Se antes nos preocupávamos com “fake news” em texto, hoje o desafio é o Deepfake. Vídeos hiper-realistas de candidatos confessando crimes ou desistindo da disputa circulam em grupos de WhatsApp na velocidade da luz. A “verdade” tornou-se um conceito elástico, moldado por algoritmos.
A Fábrica de Mentiras em Alta Definição
O grande perigo da IA nas eleições atuais não é apenas a mentira descarada, mas a desorientação.
- Áudios Clonados: Já imaginou receber um áudio do seu candidato favorito dizendo algo terrível, com a voz e a entonação dele perfeitamente replicadas?
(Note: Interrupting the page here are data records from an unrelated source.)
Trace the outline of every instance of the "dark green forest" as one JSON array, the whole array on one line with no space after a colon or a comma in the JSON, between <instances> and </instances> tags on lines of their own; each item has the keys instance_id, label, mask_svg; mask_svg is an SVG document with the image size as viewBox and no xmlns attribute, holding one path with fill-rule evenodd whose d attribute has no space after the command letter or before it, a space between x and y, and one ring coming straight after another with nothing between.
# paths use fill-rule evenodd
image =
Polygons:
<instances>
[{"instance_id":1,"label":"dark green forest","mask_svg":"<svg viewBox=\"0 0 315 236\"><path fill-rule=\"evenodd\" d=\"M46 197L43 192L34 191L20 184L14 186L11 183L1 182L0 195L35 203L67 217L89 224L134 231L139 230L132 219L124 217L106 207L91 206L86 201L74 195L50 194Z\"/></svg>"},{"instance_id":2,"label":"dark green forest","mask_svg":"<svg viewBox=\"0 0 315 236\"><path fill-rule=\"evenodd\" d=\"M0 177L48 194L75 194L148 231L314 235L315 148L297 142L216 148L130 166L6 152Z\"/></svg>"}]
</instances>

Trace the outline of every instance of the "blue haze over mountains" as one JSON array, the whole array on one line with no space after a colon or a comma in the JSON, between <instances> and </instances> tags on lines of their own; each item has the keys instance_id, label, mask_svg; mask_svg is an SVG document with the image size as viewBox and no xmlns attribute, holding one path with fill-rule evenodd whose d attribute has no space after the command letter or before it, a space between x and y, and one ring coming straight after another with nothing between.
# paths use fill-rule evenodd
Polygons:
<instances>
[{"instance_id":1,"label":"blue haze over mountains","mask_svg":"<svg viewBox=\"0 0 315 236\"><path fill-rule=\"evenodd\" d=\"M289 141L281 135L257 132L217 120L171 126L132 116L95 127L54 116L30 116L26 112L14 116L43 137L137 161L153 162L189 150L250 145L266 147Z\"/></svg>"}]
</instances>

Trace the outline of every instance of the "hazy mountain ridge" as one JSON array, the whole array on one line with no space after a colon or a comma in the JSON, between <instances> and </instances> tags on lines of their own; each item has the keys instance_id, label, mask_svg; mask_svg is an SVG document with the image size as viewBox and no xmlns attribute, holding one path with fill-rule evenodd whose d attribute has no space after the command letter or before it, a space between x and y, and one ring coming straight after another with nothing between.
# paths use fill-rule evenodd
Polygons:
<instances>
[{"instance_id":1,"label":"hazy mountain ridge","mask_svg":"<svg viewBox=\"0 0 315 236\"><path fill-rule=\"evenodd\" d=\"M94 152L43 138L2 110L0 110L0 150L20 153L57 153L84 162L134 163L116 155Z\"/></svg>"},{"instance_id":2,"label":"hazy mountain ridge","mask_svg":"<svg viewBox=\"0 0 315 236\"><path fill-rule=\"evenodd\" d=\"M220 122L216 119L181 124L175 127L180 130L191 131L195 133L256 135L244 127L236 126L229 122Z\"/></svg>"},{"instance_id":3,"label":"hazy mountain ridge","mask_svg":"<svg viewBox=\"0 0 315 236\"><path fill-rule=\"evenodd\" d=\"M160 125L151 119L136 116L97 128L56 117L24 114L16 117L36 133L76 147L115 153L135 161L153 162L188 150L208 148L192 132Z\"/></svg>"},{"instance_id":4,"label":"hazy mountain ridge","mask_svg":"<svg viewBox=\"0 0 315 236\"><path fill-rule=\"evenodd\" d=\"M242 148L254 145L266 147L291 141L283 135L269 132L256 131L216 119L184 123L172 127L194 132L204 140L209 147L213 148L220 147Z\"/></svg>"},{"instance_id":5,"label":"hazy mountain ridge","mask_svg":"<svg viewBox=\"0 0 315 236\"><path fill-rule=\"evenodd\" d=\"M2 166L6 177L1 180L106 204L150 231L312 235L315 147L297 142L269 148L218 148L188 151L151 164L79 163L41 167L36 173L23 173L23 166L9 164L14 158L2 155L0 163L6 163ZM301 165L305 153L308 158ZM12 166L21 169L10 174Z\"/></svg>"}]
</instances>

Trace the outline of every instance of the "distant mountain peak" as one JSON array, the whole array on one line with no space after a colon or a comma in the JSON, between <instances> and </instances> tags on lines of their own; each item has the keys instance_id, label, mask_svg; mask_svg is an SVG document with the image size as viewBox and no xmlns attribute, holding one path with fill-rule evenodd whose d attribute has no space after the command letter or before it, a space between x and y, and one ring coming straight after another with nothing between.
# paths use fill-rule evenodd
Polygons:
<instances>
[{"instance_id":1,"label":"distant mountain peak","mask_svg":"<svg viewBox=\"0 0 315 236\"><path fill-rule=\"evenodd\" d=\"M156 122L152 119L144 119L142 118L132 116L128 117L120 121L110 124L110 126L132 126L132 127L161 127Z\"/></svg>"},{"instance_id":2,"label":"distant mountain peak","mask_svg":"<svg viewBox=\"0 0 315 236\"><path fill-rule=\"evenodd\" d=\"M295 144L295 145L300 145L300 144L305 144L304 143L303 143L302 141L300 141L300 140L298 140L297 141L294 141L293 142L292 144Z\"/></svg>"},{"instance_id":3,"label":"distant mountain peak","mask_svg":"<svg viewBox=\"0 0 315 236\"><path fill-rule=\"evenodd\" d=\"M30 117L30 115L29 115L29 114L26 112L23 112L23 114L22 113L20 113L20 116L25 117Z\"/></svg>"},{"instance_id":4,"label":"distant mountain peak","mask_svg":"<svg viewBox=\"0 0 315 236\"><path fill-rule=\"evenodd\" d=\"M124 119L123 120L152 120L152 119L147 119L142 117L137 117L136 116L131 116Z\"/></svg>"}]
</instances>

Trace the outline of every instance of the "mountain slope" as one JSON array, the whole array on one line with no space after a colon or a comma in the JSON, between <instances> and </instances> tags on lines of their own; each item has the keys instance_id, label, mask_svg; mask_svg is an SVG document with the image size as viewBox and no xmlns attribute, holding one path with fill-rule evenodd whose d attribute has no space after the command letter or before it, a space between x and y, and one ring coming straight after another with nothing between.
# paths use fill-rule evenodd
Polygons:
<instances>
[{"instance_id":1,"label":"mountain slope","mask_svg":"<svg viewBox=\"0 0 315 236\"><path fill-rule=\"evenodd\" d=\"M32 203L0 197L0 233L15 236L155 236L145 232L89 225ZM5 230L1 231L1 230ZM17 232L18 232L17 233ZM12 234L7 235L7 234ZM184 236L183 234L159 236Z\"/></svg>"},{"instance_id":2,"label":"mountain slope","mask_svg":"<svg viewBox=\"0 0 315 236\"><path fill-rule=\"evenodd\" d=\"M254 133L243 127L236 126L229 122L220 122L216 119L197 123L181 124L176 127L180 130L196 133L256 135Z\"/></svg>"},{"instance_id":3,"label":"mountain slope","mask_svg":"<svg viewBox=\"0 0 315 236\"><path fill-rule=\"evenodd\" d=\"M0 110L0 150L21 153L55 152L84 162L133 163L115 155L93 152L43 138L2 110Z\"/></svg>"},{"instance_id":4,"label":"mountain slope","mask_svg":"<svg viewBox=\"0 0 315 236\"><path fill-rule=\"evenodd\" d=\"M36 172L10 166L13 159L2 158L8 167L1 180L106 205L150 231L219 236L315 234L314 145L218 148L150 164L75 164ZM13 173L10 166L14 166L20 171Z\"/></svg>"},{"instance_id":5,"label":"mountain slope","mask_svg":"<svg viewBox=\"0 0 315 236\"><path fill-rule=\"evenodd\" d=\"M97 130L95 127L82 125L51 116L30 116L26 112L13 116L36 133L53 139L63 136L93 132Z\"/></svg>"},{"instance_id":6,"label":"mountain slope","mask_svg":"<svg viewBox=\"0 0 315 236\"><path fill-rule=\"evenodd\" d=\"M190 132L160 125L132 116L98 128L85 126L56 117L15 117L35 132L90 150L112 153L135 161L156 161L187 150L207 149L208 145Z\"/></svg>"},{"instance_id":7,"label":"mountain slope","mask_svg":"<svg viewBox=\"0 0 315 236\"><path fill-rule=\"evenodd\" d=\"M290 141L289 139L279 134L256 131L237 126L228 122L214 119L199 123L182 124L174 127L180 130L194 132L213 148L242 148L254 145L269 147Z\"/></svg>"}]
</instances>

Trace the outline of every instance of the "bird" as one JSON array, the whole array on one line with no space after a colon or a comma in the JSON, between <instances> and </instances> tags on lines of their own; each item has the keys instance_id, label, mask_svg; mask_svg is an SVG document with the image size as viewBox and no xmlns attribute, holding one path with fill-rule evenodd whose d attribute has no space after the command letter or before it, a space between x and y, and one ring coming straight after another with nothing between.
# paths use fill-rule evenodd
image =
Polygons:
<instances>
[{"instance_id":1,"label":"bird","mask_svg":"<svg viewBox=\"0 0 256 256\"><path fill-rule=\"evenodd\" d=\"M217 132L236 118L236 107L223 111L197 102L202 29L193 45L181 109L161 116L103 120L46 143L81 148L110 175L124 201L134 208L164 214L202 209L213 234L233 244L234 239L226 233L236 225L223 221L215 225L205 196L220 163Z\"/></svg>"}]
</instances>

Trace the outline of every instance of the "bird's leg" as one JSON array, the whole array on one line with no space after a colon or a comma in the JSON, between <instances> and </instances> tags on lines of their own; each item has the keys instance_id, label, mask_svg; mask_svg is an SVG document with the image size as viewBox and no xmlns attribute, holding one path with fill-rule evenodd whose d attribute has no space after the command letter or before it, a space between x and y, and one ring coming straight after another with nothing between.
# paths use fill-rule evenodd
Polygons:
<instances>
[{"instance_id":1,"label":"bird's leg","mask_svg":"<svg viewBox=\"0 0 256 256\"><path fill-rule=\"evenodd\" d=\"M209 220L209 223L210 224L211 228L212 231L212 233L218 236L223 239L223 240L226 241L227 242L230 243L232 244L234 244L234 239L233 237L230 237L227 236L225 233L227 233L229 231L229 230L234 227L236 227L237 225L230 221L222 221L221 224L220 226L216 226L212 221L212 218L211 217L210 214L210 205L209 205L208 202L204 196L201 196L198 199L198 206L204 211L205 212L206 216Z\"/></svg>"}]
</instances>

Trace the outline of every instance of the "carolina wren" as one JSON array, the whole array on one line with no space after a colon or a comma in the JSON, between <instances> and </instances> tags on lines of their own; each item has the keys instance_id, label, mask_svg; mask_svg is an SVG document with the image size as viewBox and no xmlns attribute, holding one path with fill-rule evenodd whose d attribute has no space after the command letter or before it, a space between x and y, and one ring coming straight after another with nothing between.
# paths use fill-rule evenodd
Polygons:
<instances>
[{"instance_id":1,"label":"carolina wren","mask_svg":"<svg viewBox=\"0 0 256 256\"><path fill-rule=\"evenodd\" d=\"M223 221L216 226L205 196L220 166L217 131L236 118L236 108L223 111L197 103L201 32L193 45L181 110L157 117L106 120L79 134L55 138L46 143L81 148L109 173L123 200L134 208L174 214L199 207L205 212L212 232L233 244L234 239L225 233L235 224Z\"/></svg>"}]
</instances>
- Microdirecionamento: Algoritmos que sabem exatamente quais são os seus medos e criam anúncios personalizados para te assustar ou te convencer, sem que você perceba a manipulação.
O Tribunal da Internet vs. O TSE
A Justiça Eleitoral tenta correr atrás do prejuízo com regras de rotulagem e punições severas, mas a tecnologia sempre parece estar um passo à frente. O problema é que, uma vez que um vídeo falso viraliza, o estrago está feito. O desmentido raramente tem o mesmo alcance do escândalo.
Estamos vivendo a era da “Pós-Verdade 2.0”. Onde o eleitor, bombardeado por estímulos visuais e sonoros criados por máquinas, corre o risco de votar baseado em uma alucinação digital.
“Em 2026, o maior ato de resistência política é checar a fonte antes de apertar o ‘compartilhar’.”
O Que Podemos Fazer?
Não se trata de proibir a IA ela é uma ferramenta poderosa para a comunicação legítima. O segredo está na educação digital. Precisamos aprender a identificar as pequenas falhas nos vídeos, a desconfiar de promessas milagrosas que surgem do nada e, acima de tudo, a cobrar transparência das campanhas sobre o uso dessas tecnologias.
A democracia sobrevive à tecnologia, mas apenas se o eleitor for mais inteligente que o algoritmo.